To get the version of your package, run uv version
with no other arguments:
$ uv version
hello-world 0.7.0
To get the version of a particular package, pass --package
:
$ uv version --package myapp
myapp 1.2.3
To just get the version with no other output, pass --short
:
$ uv version --short
0.7.0
To get the version as json, pass --output-format json
:
$ uv version --output-format json
{
"package_name": "hello-world",
"version": "0.7.0",
"commit_info": null
}
Running commands
uv run
can be used to run arbitrary scripts or commands in your project environment.
Prior to every uv run
invocation, uv will verify that the lockfile is up-to-date with the
pyproject.toml
, and that the environment is up-to-date with the lockfile, keeping your project
in-sync without the need for manual intervention. uv run
guarantees that your command is run in a
consistent, locked environment.
For example, to use flask
:
$ uv add flask
$ uv run -- flask run -p 3000
Or, to run a script:
# Require a project dependency
import flask
print("hello world")
$ uv run example.py
Alternatively, you can use uv sync
to manually update the environment then activate it before
executing a command:
=== "macOS and Linux"
```console
$ uv sync
$ source .venv/bin/activate
$ flask run -p 3000
$ python example.py
```
=== "Windows"
```pwsh-session
PS> uv sync
PS> .venv\Scripts\activate
PS> flask run -p 3000
PS> python example.py
```
!!! note
The virtual environment must be active to run scripts and commands in the project without `uv run`. Virtual environment activation differs per shell and platform.

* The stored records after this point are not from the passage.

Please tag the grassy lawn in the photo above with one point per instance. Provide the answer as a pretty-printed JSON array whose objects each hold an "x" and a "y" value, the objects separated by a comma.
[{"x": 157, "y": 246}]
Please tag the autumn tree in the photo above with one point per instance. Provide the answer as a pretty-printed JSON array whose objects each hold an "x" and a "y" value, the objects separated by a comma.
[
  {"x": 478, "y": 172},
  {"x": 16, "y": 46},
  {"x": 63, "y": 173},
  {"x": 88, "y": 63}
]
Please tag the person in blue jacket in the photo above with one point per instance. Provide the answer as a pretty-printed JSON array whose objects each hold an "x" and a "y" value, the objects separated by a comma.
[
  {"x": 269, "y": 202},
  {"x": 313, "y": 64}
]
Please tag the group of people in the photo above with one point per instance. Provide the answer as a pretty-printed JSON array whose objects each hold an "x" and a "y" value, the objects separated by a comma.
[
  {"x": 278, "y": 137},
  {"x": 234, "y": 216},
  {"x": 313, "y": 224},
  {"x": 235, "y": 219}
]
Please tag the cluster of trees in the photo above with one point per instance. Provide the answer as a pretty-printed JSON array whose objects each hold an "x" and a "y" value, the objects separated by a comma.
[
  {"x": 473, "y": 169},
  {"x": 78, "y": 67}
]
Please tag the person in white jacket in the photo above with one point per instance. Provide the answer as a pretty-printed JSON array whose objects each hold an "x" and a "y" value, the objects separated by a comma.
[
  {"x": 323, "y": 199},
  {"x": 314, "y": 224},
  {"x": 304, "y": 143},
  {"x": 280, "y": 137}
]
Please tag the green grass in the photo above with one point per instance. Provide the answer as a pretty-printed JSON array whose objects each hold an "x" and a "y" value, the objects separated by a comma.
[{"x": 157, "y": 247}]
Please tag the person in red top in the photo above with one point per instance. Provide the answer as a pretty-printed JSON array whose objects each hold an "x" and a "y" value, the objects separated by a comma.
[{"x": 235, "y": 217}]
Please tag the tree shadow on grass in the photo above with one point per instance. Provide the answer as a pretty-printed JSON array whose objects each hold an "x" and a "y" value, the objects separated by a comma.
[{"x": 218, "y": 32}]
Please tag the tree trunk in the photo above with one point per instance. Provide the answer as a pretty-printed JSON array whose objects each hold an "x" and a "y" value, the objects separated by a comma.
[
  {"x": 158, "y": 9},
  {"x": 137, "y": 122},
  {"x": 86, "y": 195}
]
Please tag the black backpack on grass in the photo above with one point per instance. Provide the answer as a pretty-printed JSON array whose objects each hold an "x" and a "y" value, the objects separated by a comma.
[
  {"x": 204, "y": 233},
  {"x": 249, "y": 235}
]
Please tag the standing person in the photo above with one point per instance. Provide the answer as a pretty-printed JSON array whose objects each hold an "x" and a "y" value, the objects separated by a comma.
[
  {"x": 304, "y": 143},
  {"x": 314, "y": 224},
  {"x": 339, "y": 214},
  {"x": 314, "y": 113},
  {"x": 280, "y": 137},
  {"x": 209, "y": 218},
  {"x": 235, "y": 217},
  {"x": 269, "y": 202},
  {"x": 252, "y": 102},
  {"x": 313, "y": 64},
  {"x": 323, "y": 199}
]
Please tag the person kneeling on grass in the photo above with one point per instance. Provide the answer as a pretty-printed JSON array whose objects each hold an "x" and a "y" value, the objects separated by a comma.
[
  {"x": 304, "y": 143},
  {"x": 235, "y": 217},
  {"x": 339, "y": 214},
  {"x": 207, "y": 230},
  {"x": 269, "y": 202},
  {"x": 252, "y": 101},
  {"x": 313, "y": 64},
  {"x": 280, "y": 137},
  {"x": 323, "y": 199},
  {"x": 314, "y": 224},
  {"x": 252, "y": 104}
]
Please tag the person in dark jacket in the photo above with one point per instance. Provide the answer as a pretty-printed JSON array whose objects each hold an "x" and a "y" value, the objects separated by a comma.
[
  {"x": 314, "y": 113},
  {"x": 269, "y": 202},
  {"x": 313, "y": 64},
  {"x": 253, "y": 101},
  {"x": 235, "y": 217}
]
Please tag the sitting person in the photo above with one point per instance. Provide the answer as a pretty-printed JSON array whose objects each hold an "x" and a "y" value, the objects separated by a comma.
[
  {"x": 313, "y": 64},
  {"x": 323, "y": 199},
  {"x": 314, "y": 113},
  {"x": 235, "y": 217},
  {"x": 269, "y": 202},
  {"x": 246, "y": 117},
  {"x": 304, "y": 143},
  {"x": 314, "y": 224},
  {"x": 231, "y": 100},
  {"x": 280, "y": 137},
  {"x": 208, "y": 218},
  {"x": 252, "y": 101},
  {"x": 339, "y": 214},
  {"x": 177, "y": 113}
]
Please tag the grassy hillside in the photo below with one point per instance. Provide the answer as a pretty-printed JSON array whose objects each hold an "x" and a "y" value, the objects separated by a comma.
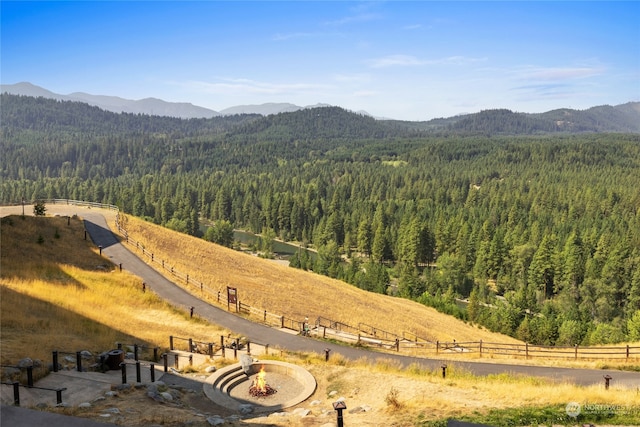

See the documentation on running commands and scripts in projects for more details.
Building distributions
uv build
can be used to build source distributions and binary distributions (wheel) for your
project.
By default, uv build
will build the project in the current directory, and place the built
artifacts in a dist/
subdirectory:
$ uv build
$ ls dist/
hello-world-0.1.0-py3-none-any.whl
hello-world-0.1.0.tar.gz
See the documentation on building projects for more details.